Sanki Leon duyarmışcasına ve bir çocuğu şevklendirirmişcesine söyledi bunları. Bir kaç dakika sonra sustu tekrar Leon. Hilal başında bekledi ama nafile. Bir heyecan yere bıraktığı kitabı yerden aldı. Komodinin üstüne koydu. Bugün konuşmak istemiyordu Hilal Leon'la. Sadece yanında oturup onu izledi. Çıkacaktı Hilal artık. Çünkü nöbetçi hemşireydi ve diğer hastalarla da ilgilenmesi gerekirdi. Bir kez daha elini tuttu sevdiği adamın. Ama bu sefer geri çekemedi elini. Leon Hilal'in elini tutmuş bırakmıyordu. Şaşkındı Hilal. Her geçen saniye elini daha sıkı kavrıyordu.
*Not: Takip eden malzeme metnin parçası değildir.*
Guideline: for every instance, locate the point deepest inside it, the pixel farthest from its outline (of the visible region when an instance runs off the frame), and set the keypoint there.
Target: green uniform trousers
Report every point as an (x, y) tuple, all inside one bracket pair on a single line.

Ne yapacağını bilemedi, öylece baktı. Sonra birden derin bir nefes sesi geldi aynı anda o özlediği kahve rengi gözleri gördü. İnanamadı Hilal. Uyanmıştı işte en değerlisi. Demek bırakamamıştı Smyrna'sini. Mutlulukla dokundu sevdiği adamın suratına.
"Beni bırakmadığın için çok teşekkür ederim. Seni çok seviyorum."
Cevap veremedi Leon. Gülümsemeye çalıştı sonra yutkundu. Ağzından fısıltı şeklinde bir kelime çıktı.
"νερό."
Anlamadı Hilal. Ama Leon'un suya baktığını görünce hemen doldurup içmesine yardım etti. Konuşmaya çalışacakken durdurdu onu Hilal.
"Sakın konuşupta kendini yorma tamam mı? Hele bir iyileş iyice görbak nasıl sohbetler ederiz seninle. Ben şimdi doktor çağıracağım tamam mı? Sen hiç hareket etmeye falan uğraşma. Sadece uyanık kalmaya çalış."
İçini saran huzurla koşuşturdu Hilal. Sevdiği adamın gözlerinin içine tekrar bakmıştı. Şükretti. Leon'u Hilal'e bağışladığı için yanlızca şükür etti.